Dans un immeuble de Manhattan, toutes les lumières s’éteignent. Deux petites secrétaires en profitent pour convier un beau gosse qu’elles aperçoivent à la lueur d’une bougie (Gregory Peck), à les suivre dans un amphi vide pour « s’amuser ». Mais celui-ci, nommé David, décline, trop solitaire et sérieux pour une « orgie », comme il le dit à son patron qui doit aller voir le directeur.

Il quitte l’immeuble par l’escalier et descend les vingt-sept étages à l’aide d’une lampe de poche (il faut toujours avoir une lampe dans les gratte-ciel…). Là, il rencontre une belle femme (Diane Baker) qui reconnait sa voix et évoque des souvenirs récents, mais David Stillwell ne sait rien de tout cela. La fille qui avouera plus tard s’appeler Sheila s’enfuit par les sous-sols et David, qui la suit pour en savoir plus, croit descendre quatre étages alors qu’il n’en existe qu’un…

C’est le début d’une suite de décalages entre la réalité et ce qu’il croit être : son barman favori ne l’a pas vu depuis un certain temps, sa serviette est vide alors qu’on lui réclame un papier, chez lui un homme à pistolet lui ordonne de s’envoler pour les Antilles où « le commandant » (Leif Erikson) l’attend, son frigo ne contient rien comme s’il n’avait pas vécu ici ces dernières années. Il est suivi, menacé, poursuivi. De mystérieux comparses tiennent absolument à récupérer quelque chose qu’il est censé posséder, ou le conduire au mystérieux « commandant ». Et ils n’hésitent pas à tuer, même les leurs !
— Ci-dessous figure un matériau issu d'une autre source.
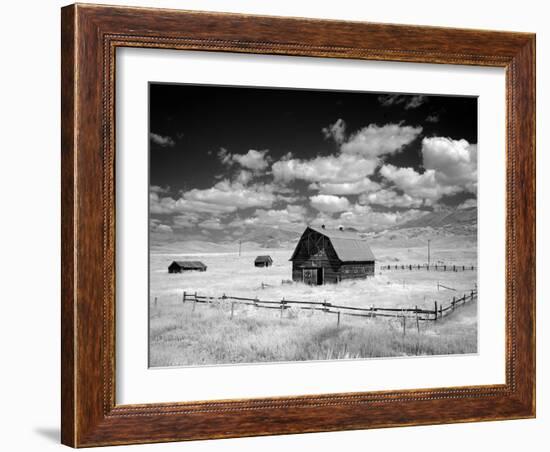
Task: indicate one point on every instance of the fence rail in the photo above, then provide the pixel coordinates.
(432, 267)
(438, 312)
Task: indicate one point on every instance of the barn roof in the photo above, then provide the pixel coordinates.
(263, 258)
(189, 264)
(349, 246)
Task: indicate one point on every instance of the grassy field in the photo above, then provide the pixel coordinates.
(180, 336)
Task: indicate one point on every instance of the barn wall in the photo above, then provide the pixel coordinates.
(358, 270)
(315, 250)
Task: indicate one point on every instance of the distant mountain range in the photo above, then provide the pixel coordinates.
(443, 223)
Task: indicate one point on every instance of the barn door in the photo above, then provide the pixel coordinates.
(310, 276)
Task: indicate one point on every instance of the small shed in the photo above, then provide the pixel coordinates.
(263, 261)
(181, 266)
(330, 256)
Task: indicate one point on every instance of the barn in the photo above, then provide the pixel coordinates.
(181, 266)
(330, 256)
(263, 261)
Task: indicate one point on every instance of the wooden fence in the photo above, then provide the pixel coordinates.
(436, 267)
(338, 310)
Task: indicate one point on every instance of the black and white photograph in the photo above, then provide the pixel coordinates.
(300, 225)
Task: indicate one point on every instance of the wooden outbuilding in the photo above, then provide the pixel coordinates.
(263, 261)
(330, 256)
(181, 266)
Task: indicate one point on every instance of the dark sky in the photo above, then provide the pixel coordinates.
(191, 124)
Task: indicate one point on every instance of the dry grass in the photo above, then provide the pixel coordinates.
(180, 336)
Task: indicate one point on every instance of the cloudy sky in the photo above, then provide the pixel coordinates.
(224, 159)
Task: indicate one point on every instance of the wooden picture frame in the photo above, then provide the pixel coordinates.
(90, 36)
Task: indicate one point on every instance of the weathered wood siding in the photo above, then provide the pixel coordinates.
(357, 270)
(316, 251)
David va voir un psychiatre célèbre (Robert H. Harris), dont le livre en vitrine (trait d’humour : il est soldé au quart du prix) annonce la célébrité. Celui-ci ne le croit pas ; une amnésie peut être temporaire, quelques heures ou deux jours, pas durer depuis deux ans. David avise donc une agence composée d’un seul détective privé (Walter Matthau) dont c’est la première affaire (autre trait d’humour du film) pour enquêter sur sa propre personne. Il se croit comptable dans une société à New York qui n’existe pas, ne sait pas même en quoi consiste le métier de comptable.

Il s’avère qu’il a subi un choc psychologique grave et que la mémoire ne lui reviendra que par bribes ; sa conscience a refoulé un événement impensable. Pourquoi cela a-t-il eu lieu dans cet immeuble de Manhattan, au moment même où le célèbre Charles Calvin (Walter Abel) un politicien partisan de la paix mondiale vient de tomber par sa fenêtre et s’écraser sur le trottoir ? Qui cherche à manipuler un petit comptable dont le bureau n’existe même pas ? A le désorienter pour le faire passer pour fou ? A lui faire endosser la responsabilité d’un crime sur un portier qui le connaissait ? David a dans l’esprit l’image d’une conversation de deux hommes sous un arbre, dans un parc californien ; l’un d’eux, il finit par le reconnaître, est lui-même – mais qui donc est l’autre et pourquoi refuse-t-il de s’en souvenir ?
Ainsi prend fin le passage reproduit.